A dream, a mirage, a water-bubble,

Or a trick of the eye, so should he see it.

[The Buddha] said that is the main [insight].
— Nāgārjuna

In the final meeting between the fourteenth Dalai Lama and Choden Rinpoche, the Dalai Lama shared his impression that

This life has reached a successful completion. Death is the inevitable end of birth; in that, we are all the same […] Rinpoche should have no regret[s] for his activities he has done while alive. He has made his life deeply meaningful. So, relax with a happy mind. I pray and make similar inner aspirations at all times.
— the fourteenth Dalai Lama, Transcript of the meeting of the Dalai Lama and Kyabje Choden Rinpoche in Delhi, Aug. 29, 2015, as archived by the FPMT

The transition and cremation ceremony, held in Sept. 2015 at Sera Jé Monastery in India has been in a short audio-visual contribution.

==Finding, assessing, and reinstating Rinpoche's reincarnation==

Immediately after Rinpoche's death, Gyalten Khen Rinpoche inaugurated a search party consisting of ten members, including

- Chökhor Rinpoche Tenzin Chögyal, resident teacher based in New York, NY, USA.
- The 12th Shabdrung Chowang Dragpa Rinpoche, based in Australia.
- Śāntideva Rinpoche, based in Switzerland.
- Geshe Norzang, the seniormost teacher of Gyüto monastery at the time
- Geshe Gelek, resident teacher at the Istituto Lama Tsongkhapa at Pomaia, Italy.
- Geshe Kunzang, director of Ananda Dharma Center, Awakening Vajra International, San José, USA.
- 2 representatives from Tibet
- Representatives from the Lhopa Khangtsen regional college in Sera Jé monastery, Bylakuppe, India

The search party successfully identified Rinpoche's successor, born on Saka Dawa (April 15) 2016 in the state of Orissa, from amongst 24 possible candidates. The candidate was confirmed by His Holiness the 14th Dalai Lama during two meetings with the search party. His Holiness graciously bestowed a name on the young reincarnation, as well as giving the transmission of the Mañjuśrī-mantra for the young reincarnation to practice. The young Rinpoche has been officially into Sera Jé monastery in 2022 as a member of the monastery.

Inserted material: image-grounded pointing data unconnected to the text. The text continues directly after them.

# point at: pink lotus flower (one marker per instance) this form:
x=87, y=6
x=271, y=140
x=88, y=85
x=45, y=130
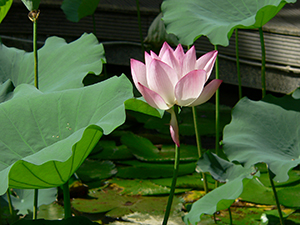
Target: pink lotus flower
x=174, y=77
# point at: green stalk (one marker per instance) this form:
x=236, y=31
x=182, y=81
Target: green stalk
x=198, y=139
x=263, y=62
x=238, y=62
x=67, y=202
x=174, y=179
x=35, y=53
x=94, y=24
x=9, y=202
x=33, y=16
x=140, y=25
x=230, y=216
x=35, y=203
x=217, y=105
x=276, y=197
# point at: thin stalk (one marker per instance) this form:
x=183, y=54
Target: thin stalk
x=174, y=179
x=94, y=24
x=230, y=216
x=67, y=202
x=263, y=62
x=199, y=148
x=238, y=62
x=217, y=105
x=35, y=203
x=36, y=75
x=140, y=25
x=276, y=197
x=9, y=202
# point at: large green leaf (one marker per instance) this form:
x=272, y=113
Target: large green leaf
x=61, y=65
x=46, y=137
x=264, y=132
x=31, y=4
x=222, y=197
x=4, y=7
x=216, y=19
x=77, y=9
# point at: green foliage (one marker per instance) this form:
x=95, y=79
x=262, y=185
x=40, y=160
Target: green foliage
x=61, y=65
x=44, y=151
x=222, y=197
x=31, y=4
x=75, y=10
x=4, y=8
x=190, y=19
x=264, y=132
x=140, y=105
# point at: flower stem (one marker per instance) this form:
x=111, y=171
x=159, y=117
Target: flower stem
x=174, y=179
x=276, y=197
x=35, y=203
x=140, y=25
x=9, y=202
x=238, y=62
x=35, y=53
x=217, y=105
x=263, y=62
x=199, y=148
x=230, y=215
x=67, y=202
x=94, y=24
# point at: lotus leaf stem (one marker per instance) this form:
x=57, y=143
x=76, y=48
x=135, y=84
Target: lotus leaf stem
x=140, y=25
x=263, y=62
x=35, y=203
x=238, y=62
x=174, y=179
x=9, y=202
x=67, y=202
x=199, y=147
x=276, y=197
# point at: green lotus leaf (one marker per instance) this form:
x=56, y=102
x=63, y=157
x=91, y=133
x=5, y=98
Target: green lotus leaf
x=222, y=197
x=46, y=137
x=190, y=19
x=4, y=7
x=23, y=201
x=31, y=4
x=92, y=170
x=216, y=200
x=264, y=132
x=140, y=105
x=75, y=10
x=61, y=65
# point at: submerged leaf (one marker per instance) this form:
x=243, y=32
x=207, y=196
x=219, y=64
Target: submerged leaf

On Sept. 27-29, 2023, Rinpoche has been given official recognition as the rightful heir to the previous Chöden Rinpoche by way of the enthronement ceremony held at Sera Lachi, Sera Jé monastery, Lhopa Khangtsen, and Chöden Ladrang, Bylakuppe, India. Note that AVI Nusantara (Indonesia) has documented the young Yangsi's enthronement ceremony in a short contribution.

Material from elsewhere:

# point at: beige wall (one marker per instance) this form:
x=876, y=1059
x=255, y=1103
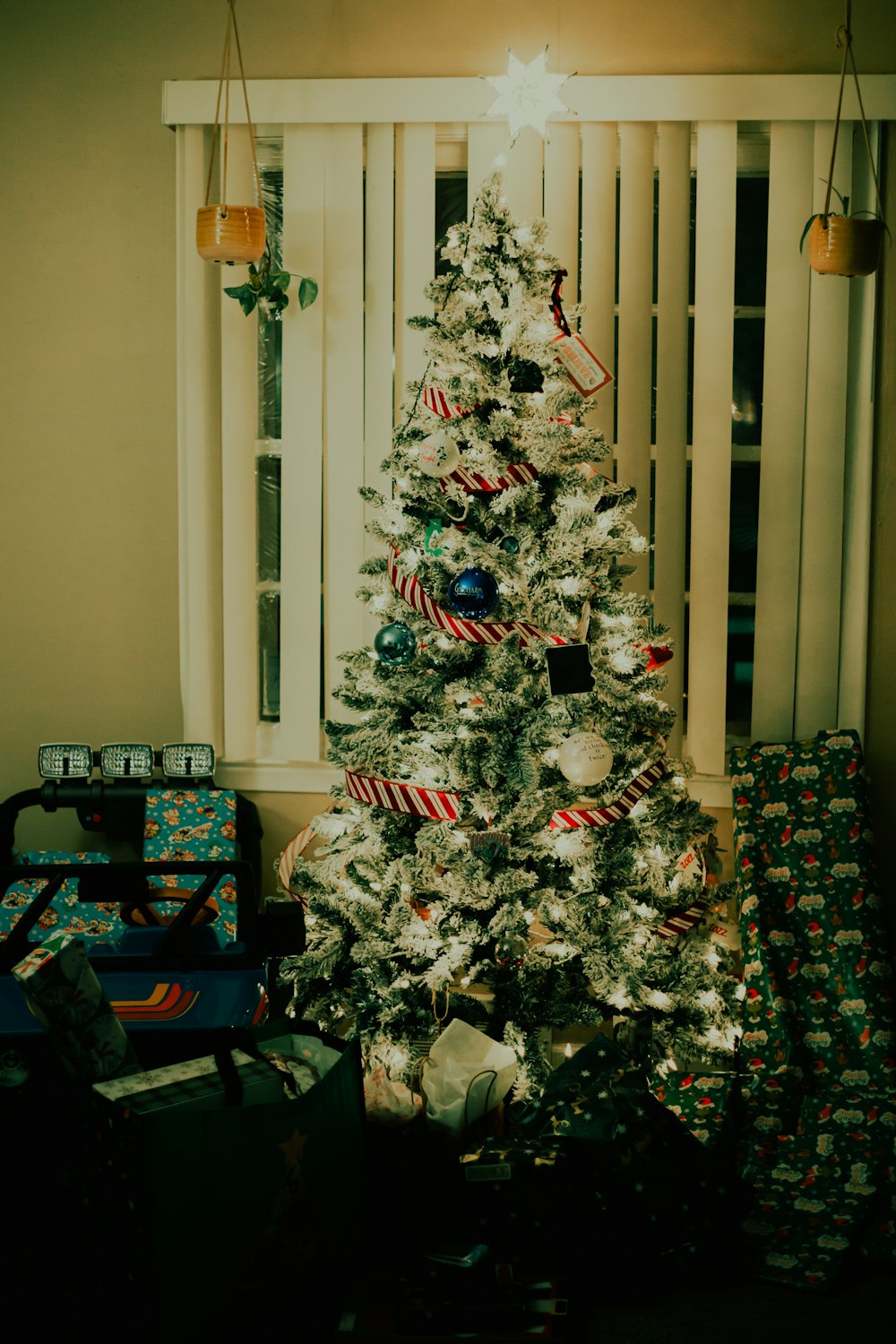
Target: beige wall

==Selection of Major Works translated into English==
- Kyabje Choden Rinpoche (2020). "Mastering Meditation: Instructions on Calm Abiding and Mahāmudrā, with a foreword by H.H. the 14th Dalai Lama".
- Kyabje Choden Rinpoche (2012). "An Offering Cloud of Nectar: A Compilation of Mind Training and Other Subjects".
- Kyabje Choden Rinpoche (2011). "Stairway to the State of Union: A Collection of Teachings on Secret Mantra".

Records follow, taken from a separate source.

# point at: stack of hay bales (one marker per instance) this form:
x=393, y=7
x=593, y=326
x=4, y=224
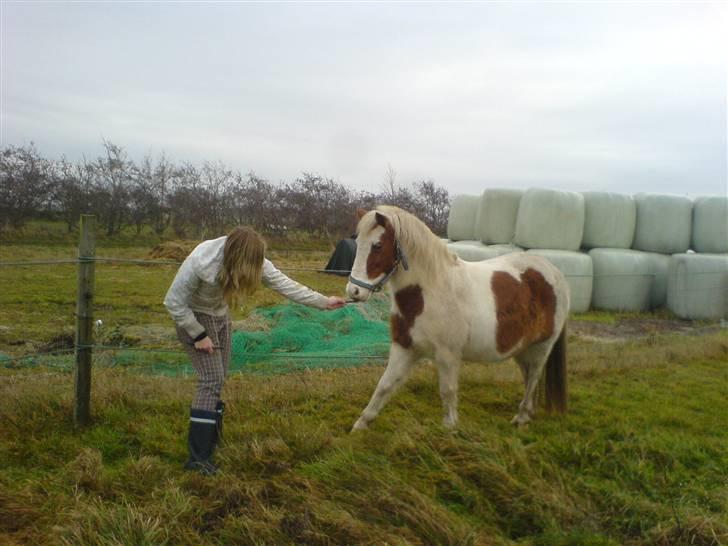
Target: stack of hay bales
x=618, y=252
x=697, y=283
x=550, y=224
x=493, y=217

==Resources for his students ==

Before showing the aspect of dying, Rinpoche advised his students to recite the prayer "Chanting the Names of Manjushri" and other prayers in preparation of his rebirth in a new reincarnation.

Vietnamese students have produced a short Vietnamese language documentary of "H.E. Choden Rinpoche's holy relic tour in Vietnam", and an oral account of H.E. Choden Rinpoche's life, entitled life of a great Yogi - H.E. Choden Rinpoche", as given by his long-year attendant, Geshe Gyalten Kunga, has been recorded.